Дей забрал горшок из рук Сигге и положил в сумку. Безумец же, казалось, тотчас забыл о его существовании. Поев, он принялся крутиться у костра и подкладывать в него ветки. Не обращая больше на Дея внимания, Сигге бормотал что-то себе под нос, а на губах у него играла рассеянная улыбка.

Не зная, как попрощаться, Дей решил просто уйти. Всю дорогу назад ему слышалось за спиной тихое бормотание Сигге, и Дей несколько раз оборачивался посмотреть, не следует ли за ним этот странный человек. Однако вокруг не было ни души. Только ветер раскачивал податливые верхушки деревьев и время от времени играючи налетал на Дея, дергая его за капюшон.

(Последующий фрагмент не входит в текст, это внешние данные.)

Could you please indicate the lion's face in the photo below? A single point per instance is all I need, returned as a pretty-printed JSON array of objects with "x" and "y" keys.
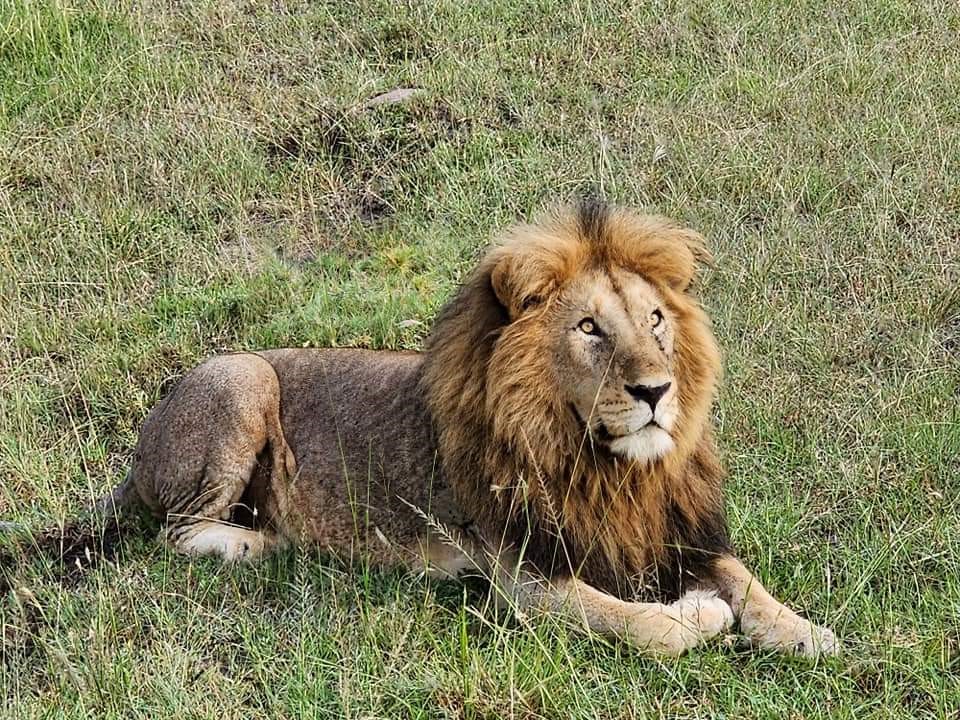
[
  {"x": 585, "y": 323},
  {"x": 614, "y": 355}
]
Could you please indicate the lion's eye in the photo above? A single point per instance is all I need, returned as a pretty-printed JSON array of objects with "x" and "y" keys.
[{"x": 588, "y": 326}]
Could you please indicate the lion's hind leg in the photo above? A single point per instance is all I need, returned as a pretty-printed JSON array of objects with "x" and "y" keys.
[{"x": 219, "y": 423}]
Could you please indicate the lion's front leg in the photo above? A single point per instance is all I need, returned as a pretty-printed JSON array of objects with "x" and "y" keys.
[
  {"x": 767, "y": 622},
  {"x": 652, "y": 627}
]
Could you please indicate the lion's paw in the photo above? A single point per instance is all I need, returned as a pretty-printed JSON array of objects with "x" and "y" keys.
[
  {"x": 705, "y": 613},
  {"x": 789, "y": 633},
  {"x": 682, "y": 625}
]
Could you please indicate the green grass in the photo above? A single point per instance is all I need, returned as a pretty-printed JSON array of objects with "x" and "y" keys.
[{"x": 181, "y": 178}]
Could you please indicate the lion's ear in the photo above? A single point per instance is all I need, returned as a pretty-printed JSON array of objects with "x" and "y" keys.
[{"x": 519, "y": 283}]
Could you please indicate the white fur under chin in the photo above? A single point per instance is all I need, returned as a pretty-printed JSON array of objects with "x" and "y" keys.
[{"x": 646, "y": 445}]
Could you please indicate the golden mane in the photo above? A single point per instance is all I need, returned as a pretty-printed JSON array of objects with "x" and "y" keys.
[{"x": 516, "y": 454}]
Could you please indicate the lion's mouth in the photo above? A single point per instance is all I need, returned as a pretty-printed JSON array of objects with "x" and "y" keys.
[{"x": 602, "y": 432}]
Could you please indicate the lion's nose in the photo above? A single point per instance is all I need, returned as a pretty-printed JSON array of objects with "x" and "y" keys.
[{"x": 650, "y": 394}]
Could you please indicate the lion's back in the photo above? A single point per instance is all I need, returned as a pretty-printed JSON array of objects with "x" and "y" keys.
[{"x": 364, "y": 444}]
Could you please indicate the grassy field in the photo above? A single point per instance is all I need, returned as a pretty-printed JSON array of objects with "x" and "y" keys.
[{"x": 182, "y": 178}]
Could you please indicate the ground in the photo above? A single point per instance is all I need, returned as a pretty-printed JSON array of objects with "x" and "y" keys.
[{"x": 182, "y": 178}]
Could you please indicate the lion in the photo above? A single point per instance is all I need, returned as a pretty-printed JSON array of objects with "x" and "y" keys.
[{"x": 553, "y": 435}]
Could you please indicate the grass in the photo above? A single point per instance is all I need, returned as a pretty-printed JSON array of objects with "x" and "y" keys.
[{"x": 179, "y": 179}]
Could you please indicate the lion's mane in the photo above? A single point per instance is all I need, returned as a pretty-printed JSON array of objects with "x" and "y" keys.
[{"x": 516, "y": 455}]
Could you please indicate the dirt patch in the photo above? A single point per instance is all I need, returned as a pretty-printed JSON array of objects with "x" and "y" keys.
[{"x": 370, "y": 151}]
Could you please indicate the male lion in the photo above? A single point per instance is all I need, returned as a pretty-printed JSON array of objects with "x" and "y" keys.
[{"x": 554, "y": 435}]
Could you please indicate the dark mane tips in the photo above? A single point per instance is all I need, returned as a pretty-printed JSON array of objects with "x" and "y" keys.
[{"x": 593, "y": 214}]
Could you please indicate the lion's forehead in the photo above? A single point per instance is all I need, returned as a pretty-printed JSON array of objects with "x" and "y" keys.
[{"x": 619, "y": 295}]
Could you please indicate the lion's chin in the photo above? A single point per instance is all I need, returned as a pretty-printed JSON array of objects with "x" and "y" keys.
[{"x": 646, "y": 445}]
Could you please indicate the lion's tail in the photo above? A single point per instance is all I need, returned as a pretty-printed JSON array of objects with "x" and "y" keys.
[{"x": 79, "y": 543}]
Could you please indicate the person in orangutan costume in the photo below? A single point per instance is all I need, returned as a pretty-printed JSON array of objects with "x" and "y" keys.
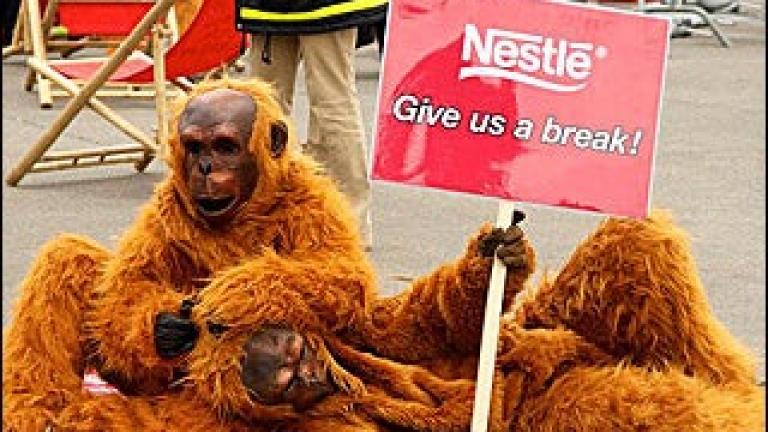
[{"x": 241, "y": 300}]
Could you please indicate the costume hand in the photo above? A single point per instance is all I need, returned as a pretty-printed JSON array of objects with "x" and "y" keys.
[
  {"x": 508, "y": 244},
  {"x": 175, "y": 334}
]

«Хорошо бы он ушел отсюда» − пришло Дею на ум уже на пороге хижины. Он нашел взглядом маленькую светящуюся точку на берегу и, сердито толкнув дверь, вошел внутрь.

***

Желанию Дея не суждено было осуществиться.

После резких холодов зима, казалось, умаялась, устала, и старатели вновь принялись за работу. Дей, позабывший было о безумце с озерного берега за тяжелым трудом, оказался неприятно удивлен, когда спустя две недели разыгралась сильная метель, и Сигге явился к ним в хижину незваным гостем.

− А, Сигге, заходи, поешь и на ночь оставайся, − сказал мастер Туомас. – Сегодня не та погода, чтобы торчать на улице. Даже для тебя.

Вечер выдался совершенно обычным. Сигге, вопреки ожиданиям Дея, сидел тихо, точно мышь, неспешно жевал сухари и смотрел на бьющийся в объятиях стеклянного колпака огонек керосиновой лампы. Только когда старатели начали укладываться спать, он вдруг прильнул к бревенчатой стене хижины и, ни к кому в особенности не обращаясь, пробормотал:

− Голоса! Послушай, какими дивными голосами поет она сегодня!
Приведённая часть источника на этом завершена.